By Tiana Woodard Globe Staff,Updated July 22, 2022, 6:13 p.m.


Shavel'le Olivier of the Mattapan Food & Fitness Coalition.NILE SCOTT STUDIOS


Health and wellness is Shavel’le Olivier’s love language.

As executive director of the Mattapan Food and Fitness Coalition, Olivier leads efforts to make fresh, healthy food and safe, recreational activity available to everyone. While running the local nonprofit, she also strives to engage youth in Boston’s bureaucratic process with the consulting agency Consult LeLa.

Black News Hour asked Olivier about her passions and upcoming projects.

This interview has been edited for length and clarity.

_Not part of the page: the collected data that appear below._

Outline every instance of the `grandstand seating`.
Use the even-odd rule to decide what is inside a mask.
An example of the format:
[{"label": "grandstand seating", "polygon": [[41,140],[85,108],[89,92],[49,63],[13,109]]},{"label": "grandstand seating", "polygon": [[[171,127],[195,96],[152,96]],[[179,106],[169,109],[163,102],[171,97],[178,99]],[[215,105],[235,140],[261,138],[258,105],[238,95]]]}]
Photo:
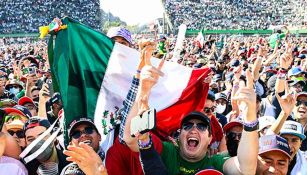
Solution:
[{"label": "grandstand seating", "polygon": [[301,25],[307,1],[301,0],[165,0],[174,27],[188,29],[268,29],[271,25]]},{"label": "grandstand seating", "polygon": [[36,33],[55,17],[70,16],[100,28],[99,0],[1,0],[0,34]]}]

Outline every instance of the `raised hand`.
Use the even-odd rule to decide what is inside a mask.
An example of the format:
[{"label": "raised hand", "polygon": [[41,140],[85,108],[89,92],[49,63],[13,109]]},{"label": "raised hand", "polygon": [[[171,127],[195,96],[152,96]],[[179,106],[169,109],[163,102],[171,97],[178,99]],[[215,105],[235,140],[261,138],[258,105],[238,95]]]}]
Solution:
[{"label": "raised hand", "polygon": [[149,109],[148,98],[152,87],[158,82],[159,76],[163,76],[161,72],[164,60],[161,60],[158,68],[151,65],[150,58],[154,50],[153,45],[147,45],[142,50],[142,56],[144,57],[144,64],[140,75],[140,90],[139,98],[139,114]]},{"label": "raised hand", "polygon": [[101,158],[89,145],[81,142],[79,145],[69,145],[63,153],[67,161],[75,162],[86,175],[107,175]]},{"label": "raised hand", "polygon": [[276,93],[276,98],[280,104],[281,109],[284,111],[286,115],[290,115],[295,103],[296,103],[296,98],[297,98],[297,93],[296,92],[290,92],[289,86],[286,83],[285,85],[285,95],[280,97],[278,93]]},{"label": "raised hand", "polygon": [[253,77],[249,69],[246,71],[246,87],[240,87],[238,92],[232,97],[238,101],[246,114],[245,121],[256,120],[256,93],[253,88]]}]

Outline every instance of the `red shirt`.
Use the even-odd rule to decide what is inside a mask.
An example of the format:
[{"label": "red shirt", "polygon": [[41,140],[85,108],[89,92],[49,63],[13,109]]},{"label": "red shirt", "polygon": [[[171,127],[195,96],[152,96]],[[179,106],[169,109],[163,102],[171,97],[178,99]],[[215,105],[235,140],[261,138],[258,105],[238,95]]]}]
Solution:
[{"label": "red shirt", "polygon": [[[159,143],[159,140],[157,136],[152,134],[153,143]],[[154,144],[154,147],[159,154],[162,152],[162,144]],[[116,138],[113,146],[107,152],[106,168],[108,175],[144,174],[139,153],[132,152],[128,146],[119,143],[118,138]]]}]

BG: What led you to the work that you do today? SO: My twin sister and I moved in with my dad in Mattapan when we were 12, and I did a job interview with the Mattapan Food and Fitness Coalition when I was about 17 and was hired. I was introduced to politics, community engagement, biking, transportation, and what it means to be an advocate. I became the executive director in 2019. In 2011, MFFC’s Vigorous Youth [team] created Mattapan on Wheels [Bike-a-Thon]. But little did I know this event would expose me to the transportation world. I worked at a transportation advocacy organization called LivableStreets Alliance, and I’d go to these different meetings where organizations were making decisions about transportation. It was really a learning curve to [learn] the lingo they use, and it felt like they were having a hard time connecting with communities of color. They were always [trying to figure out why they] can’t connect [to people like] me, and I wondered why. So I created T-Talks, a way for BIPOC communities, as well as Mattapan, Dorchester, and Roxbury residents, to learn and talk about these issues.

Chavella Lee-Pacheco and I started helping the City of Boston with communication. After a year of doing that, Chavella and I said, ‘Let’s start [Consult LeLa].’ That’s how I got here.

BG: How have these roles changed you? SO: My advisory board at MFFC became a family who helped me. They mentored me and took the time to teach me the history of the Mattapan community. Without these experiences, I wouldn’t be where I am.

BG: What comes to mind when you hear the word ‘Mattapan’? SO: Love. Mattapan has this negative stereotype and every time you look on the news, it’s nothing positive. We can’t control structural racism, it was just placed upon us. Another word is togetherness. Mattapan residents do care about what’s happening in the neighborhood. They may not have the lingo that those with decision-making power have, but they do have the experiential knowledge about their own community.

BG: What upcoming events should people keep on their radar? SO: The Mattapan Square Farmer’s Market will be at the corner of Fairway [Street] and Cummins Highway every Saturday from 10 a.m. to 1 p.m. until Oct. 29. We’re [also] hosting our annual Mattapan on Wheels event on July 23.

We’ve also partnered with SPARK Boston to host a social at Kay’s Oasis on July 28.

BG: What’s a fun fact people might not know about you? SO: I biked 400 miles to Canada.